WellCrap1157×1163 47.5 KB

I removed all the LAN thingys from the "br-lan" and then removed all the overide MAC addresses and everything is working.... So far....

Thank you.

lol you're welcome

24 hours later and my kindle and my thermostat (which were both on the IOT network) stopped communicating with the internet. The DHCP lease time is 12 hours but at 3 AM I wasn't checking either of those devices. The kindle can connect to 3 of the networks but can't get out on the internet on any of them. I rebooted the router and it fixed things. I was toying with the router today testing firewall rules so Without changing anything else I will check again tomorrow and see what is and isn't working.

10:20 PM (7 hours later) the Kindle can't reach Amazon. It can and will connect to all 3 of the SSID but complains that it can't reach the internet. The thermostat, which is on the IOT network is also unreachable.

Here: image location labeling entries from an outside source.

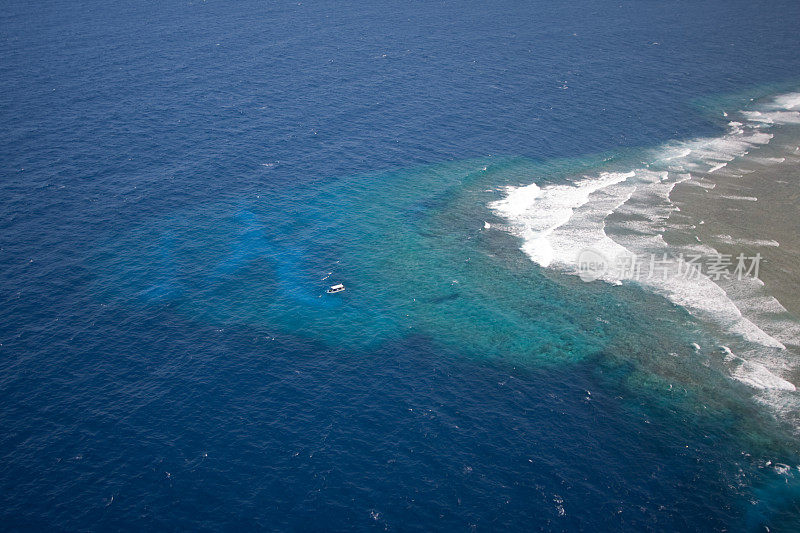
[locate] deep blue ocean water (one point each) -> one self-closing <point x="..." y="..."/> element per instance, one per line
<point x="178" y="178"/>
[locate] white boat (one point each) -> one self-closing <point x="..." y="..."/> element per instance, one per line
<point x="335" y="288"/>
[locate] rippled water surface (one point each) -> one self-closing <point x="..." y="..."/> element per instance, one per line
<point x="181" y="181"/>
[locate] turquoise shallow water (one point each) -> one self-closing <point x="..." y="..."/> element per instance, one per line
<point x="181" y="182"/>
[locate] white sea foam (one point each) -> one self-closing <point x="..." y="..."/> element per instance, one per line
<point x="739" y="198"/>
<point x="556" y="222"/>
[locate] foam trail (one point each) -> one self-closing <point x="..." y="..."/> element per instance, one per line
<point x="557" y="222"/>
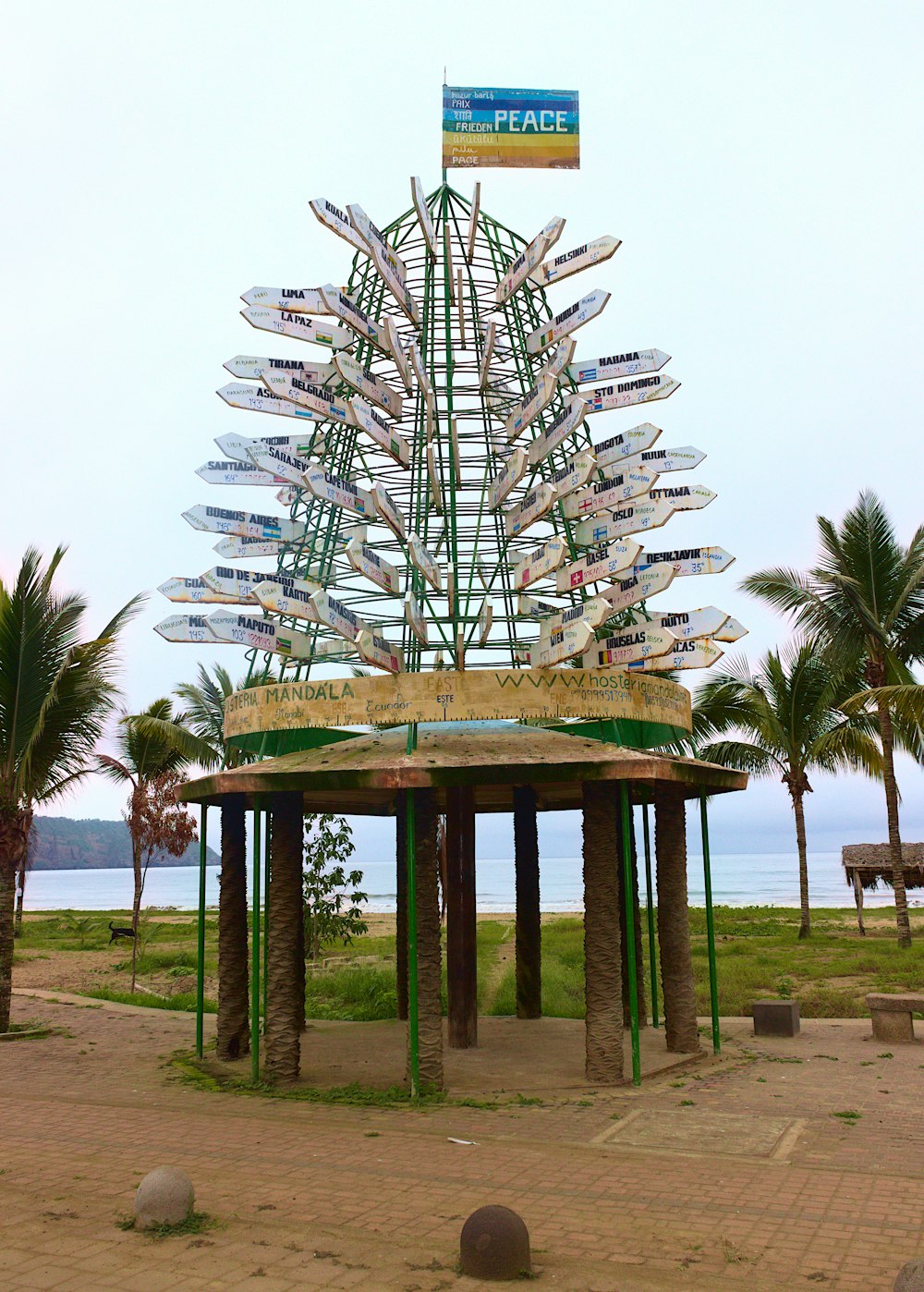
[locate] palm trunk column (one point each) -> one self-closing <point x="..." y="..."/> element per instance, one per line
<point x="281" y="1026"/>
<point x="674" y="922"/>
<point x="233" y="1028"/>
<point x="462" y="921"/>
<point x="529" y="925"/>
<point x="602" y="960"/>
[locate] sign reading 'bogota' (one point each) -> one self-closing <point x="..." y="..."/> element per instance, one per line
<point x="456" y="697"/>
<point x="511" y="127"/>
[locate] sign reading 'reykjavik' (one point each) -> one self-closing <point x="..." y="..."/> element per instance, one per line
<point x="511" y="127"/>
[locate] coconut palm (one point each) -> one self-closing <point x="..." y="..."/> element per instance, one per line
<point x="55" y="693"/>
<point x="863" y="601"/>
<point x="788" y="723"/>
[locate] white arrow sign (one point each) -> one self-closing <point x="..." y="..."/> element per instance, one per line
<point x="569" y="321"/>
<point x="612" y="367"/>
<point x="286" y="323"/>
<point x="625" y="395"/>
<point x="609" y="493"/>
<point x="573" y="262"/>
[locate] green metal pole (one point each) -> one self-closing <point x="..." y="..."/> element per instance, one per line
<point x="201" y="961"/>
<point x="631" y="932"/>
<point x="710" y="929"/>
<point x="255" y="950"/>
<point x="651" y="948"/>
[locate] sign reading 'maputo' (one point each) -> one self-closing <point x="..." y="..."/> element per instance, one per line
<point x="511" y="127"/>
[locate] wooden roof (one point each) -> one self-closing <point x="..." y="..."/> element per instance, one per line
<point x="362" y="775"/>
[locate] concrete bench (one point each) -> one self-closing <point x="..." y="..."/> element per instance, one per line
<point x="892" y="1015"/>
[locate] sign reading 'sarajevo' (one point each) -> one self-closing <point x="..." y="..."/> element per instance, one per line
<point x="457" y="697"/>
<point x="511" y="127"/>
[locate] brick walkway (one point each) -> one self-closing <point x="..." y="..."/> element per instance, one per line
<point x="732" y="1176"/>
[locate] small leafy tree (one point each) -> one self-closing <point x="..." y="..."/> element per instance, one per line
<point x="331" y="895"/>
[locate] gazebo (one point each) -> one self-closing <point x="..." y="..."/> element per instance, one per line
<point x="462" y="770"/>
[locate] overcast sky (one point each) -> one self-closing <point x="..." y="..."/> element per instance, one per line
<point x="761" y="165"/>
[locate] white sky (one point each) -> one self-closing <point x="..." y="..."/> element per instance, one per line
<point x="761" y="165"/>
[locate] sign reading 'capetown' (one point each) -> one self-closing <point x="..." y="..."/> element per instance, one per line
<point x="511" y="127"/>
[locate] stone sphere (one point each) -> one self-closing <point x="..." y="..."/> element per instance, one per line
<point x="495" y="1244"/>
<point x="910" y="1278"/>
<point x="164" y="1197"/>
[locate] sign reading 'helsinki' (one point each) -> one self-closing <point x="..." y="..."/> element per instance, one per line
<point x="418" y="518"/>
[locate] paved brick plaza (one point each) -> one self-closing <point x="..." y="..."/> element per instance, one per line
<point x="726" y="1176"/>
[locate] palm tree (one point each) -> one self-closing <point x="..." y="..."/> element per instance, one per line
<point x="55" y="694"/>
<point x="790" y="723"/>
<point x="865" y="603"/>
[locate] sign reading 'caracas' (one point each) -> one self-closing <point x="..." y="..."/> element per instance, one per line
<point x="511" y="127"/>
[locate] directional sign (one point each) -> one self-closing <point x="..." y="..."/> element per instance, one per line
<point x="424" y="216"/>
<point x="638" y="585"/>
<point x="569" y="321"/>
<point x="574" y="473"/>
<point x="343" y="307"/>
<point x="291" y="598"/>
<point x="334" y="614"/>
<point x="557" y="432"/>
<point x="286" y="323"/>
<point x="369" y="385"/>
<point x="691" y="560"/>
<point x="185" y="628"/>
<point x="573" y="262"/>
<point x="612" y="367"/>
<point x="684" y="624"/>
<point x="195" y="591"/>
<point x="629" y="645"/>
<point x="538" y="564"/>
<point x="236" y="473"/>
<point x="616" y="448"/>
<point x="424" y="561"/>
<point x="336" y="220"/>
<point x="298" y="300"/>
<point x="388" y="510"/>
<point x="528" y="260"/>
<point x="260" y="399"/>
<point x="698" y="652"/>
<point x="415" y="617"/>
<point x="632" y="518"/>
<point x="243" y="525"/>
<point x="625" y="395"/>
<point x="339" y="491"/>
<point x="376" y="428"/>
<point x="505" y="481"/>
<point x="530" y="509"/>
<point x="597" y="565"/>
<point x="318" y="399"/>
<point x="609" y="493"/>
<point x="668" y="458"/>
<point x="252" y="366"/>
<point x="535" y="401"/>
<point x="376" y="568"/>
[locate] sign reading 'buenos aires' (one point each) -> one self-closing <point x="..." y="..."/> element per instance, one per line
<point x="511" y="127"/>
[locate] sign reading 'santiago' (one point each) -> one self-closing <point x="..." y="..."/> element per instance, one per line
<point x="456" y="697"/>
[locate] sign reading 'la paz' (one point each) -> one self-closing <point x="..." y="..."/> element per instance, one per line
<point x="573" y="262"/>
<point x="569" y="321"/>
<point x="286" y="323"/>
<point x="609" y="367"/>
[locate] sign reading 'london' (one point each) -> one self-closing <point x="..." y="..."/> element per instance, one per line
<point x="511" y="127"/>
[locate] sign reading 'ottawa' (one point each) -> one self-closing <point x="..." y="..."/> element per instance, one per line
<point x="456" y="697"/>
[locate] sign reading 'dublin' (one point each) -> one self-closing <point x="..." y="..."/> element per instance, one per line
<point x="456" y="697"/>
<point x="511" y="127"/>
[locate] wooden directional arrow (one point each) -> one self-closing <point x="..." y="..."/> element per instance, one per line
<point x="569" y="321"/>
<point x="573" y="262"/>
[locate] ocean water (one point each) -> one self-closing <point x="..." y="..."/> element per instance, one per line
<point x="748" y="879"/>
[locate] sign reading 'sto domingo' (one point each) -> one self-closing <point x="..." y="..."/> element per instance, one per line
<point x="511" y="127"/>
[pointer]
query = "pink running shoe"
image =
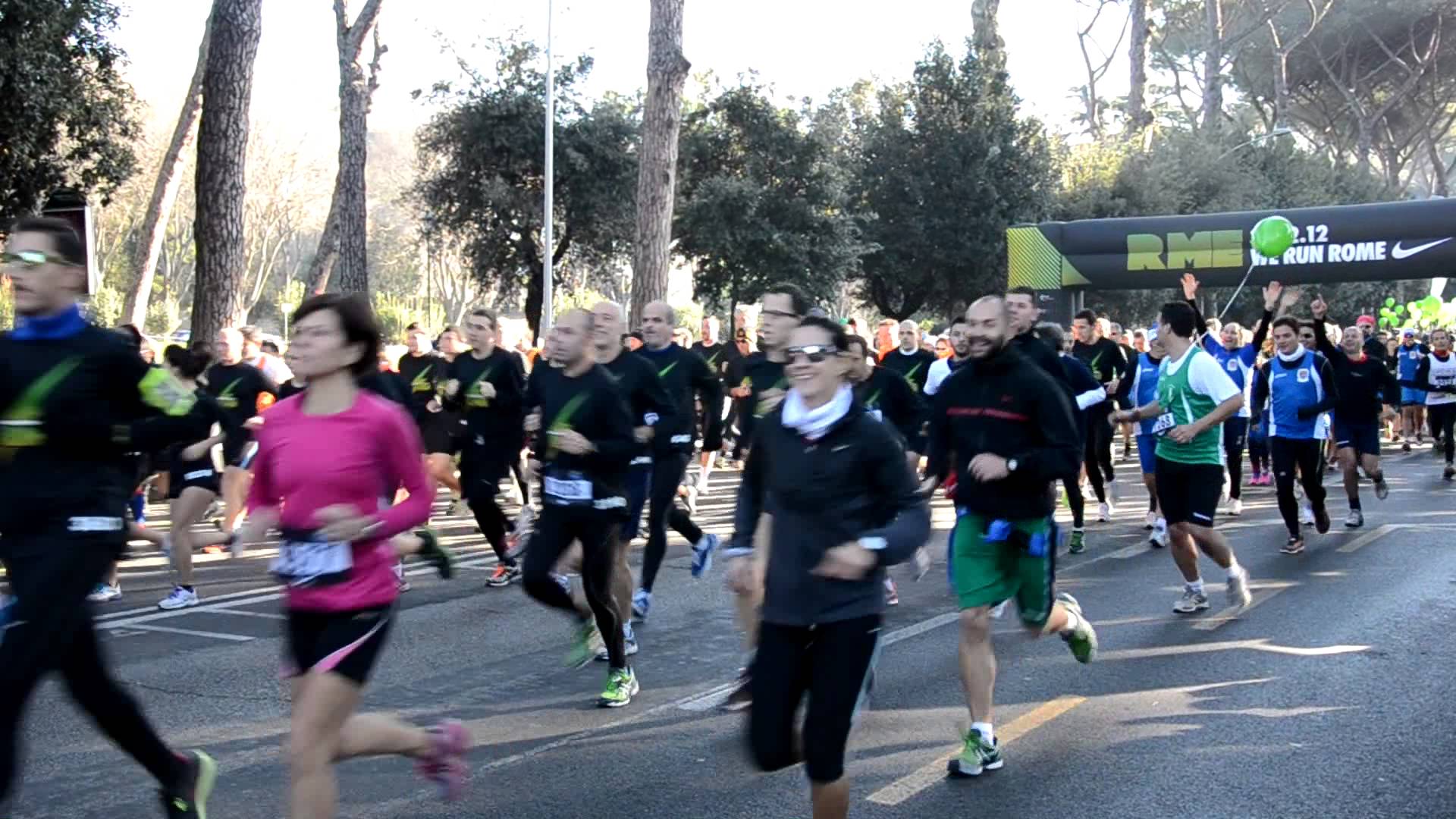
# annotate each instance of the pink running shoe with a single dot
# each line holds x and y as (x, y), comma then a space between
(446, 763)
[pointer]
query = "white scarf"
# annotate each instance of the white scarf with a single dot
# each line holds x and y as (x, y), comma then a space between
(814, 423)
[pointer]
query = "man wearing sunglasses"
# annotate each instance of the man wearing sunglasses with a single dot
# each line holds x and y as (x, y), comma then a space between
(74, 401)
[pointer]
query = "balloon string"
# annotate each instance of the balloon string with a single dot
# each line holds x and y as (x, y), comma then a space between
(1237, 290)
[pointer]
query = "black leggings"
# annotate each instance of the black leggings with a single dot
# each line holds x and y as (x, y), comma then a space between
(667, 474)
(1304, 455)
(599, 534)
(833, 664)
(52, 629)
(1442, 417)
(1098, 450)
(481, 475)
(1235, 433)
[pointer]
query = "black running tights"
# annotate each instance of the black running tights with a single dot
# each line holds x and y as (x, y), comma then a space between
(667, 474)
(52, 629)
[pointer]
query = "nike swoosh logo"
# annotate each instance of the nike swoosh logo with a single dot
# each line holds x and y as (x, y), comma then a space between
(1398, 253)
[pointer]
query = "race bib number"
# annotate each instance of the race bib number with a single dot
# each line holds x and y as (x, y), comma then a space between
(570, 488)
(303, 563)
(1164, 423)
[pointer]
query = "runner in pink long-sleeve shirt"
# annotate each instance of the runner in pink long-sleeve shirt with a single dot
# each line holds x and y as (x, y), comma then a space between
(325, 460)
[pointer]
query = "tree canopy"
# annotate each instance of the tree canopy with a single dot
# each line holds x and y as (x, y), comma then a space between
(71, 118)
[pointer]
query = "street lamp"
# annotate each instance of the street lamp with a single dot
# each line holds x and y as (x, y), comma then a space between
(1276, 133)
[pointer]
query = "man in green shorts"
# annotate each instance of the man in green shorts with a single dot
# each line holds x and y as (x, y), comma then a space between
(1008, 431)
(1194, 397)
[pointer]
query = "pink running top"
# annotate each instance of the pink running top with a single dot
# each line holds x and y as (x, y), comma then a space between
(357, 457)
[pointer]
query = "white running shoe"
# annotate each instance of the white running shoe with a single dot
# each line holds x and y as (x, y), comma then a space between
(178, 599)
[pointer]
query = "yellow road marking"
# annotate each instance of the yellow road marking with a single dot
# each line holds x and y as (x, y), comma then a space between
(1261, 595)
(1366, 539)
(909, 786)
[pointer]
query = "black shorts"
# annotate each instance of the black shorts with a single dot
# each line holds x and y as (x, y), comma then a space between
(188, 474)
(344, 643)
(1188, 493)
(440, 433)
(239, 452)
(1362, 436)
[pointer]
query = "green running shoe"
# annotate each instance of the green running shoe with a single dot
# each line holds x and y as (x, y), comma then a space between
(620, 687)
(977, 755)
(1082, 640)
(585, 646)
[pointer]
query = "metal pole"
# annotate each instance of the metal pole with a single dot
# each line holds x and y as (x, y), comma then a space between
(546, 223)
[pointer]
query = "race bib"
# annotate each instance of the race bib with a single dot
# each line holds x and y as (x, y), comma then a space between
(1164, 423)
(568, 488)
(303, 561)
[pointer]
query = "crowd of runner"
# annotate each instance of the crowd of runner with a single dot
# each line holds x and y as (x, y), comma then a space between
(337, 453)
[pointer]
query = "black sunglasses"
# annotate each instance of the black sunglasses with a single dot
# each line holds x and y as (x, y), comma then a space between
(816, 353)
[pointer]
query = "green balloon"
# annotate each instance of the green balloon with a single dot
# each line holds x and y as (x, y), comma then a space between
(1273, 235)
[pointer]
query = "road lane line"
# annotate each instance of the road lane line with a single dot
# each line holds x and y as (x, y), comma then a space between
(932, 773)
(1366, 539)
(1261, 595)
(194, 632)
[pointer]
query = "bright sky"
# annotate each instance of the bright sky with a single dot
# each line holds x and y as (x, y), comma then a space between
(801, 47)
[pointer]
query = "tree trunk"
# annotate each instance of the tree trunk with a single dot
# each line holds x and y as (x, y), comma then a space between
(221, 164)
(165, 194)
(984, 33)
(1138, 117)
(354, 98)
(1213, 66)
(657, 174)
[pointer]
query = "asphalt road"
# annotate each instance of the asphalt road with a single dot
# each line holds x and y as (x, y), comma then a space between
(1329, 697)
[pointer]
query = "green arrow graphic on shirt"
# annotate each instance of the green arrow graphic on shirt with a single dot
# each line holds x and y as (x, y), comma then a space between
(563, 422)
(20, 425)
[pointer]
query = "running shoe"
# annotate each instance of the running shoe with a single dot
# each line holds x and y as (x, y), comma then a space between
(585, 645)
(188, 798)
(435, 554)
(178, 599)
(1238, 589)
(641, 604)
(503, 576)
(1082, 640)
(1321, 519)
(620, 687)
(742, 695)
(1191, 602)
(704, 554)
(104, 594)
(1078, 545)
(977, 755)
(444, 765)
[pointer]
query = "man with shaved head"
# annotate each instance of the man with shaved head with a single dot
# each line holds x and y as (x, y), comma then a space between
(685, 376)
(1011, 431)
(582, 453)
(650, 407)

IMG_20230417_222135036_HDR~21920×1817 96.1 KB

Can you post your firewall config?

I'm going to start a new post because it has nothing to do with the topic listed above. The short version is that 2.4 will work for several hours and then it will stop connecting to the internet. My devices get an IP address and can connect but can't even browse to my media server. Whenever I made a change to OpenWRT it would restart some things and everything would start working again for a few hours and then die. This makes troubleshooting very frustrating, because you fix something and then it breaks again.
So I'm going to start a new topic.
Also This topic makes no sense anymore because once I got rid of the manual MAC addresses they were all automatically assigned new individual MAC addresses.

This topic was automatically closed 10 days after the last reply. New replies are no longer allowed.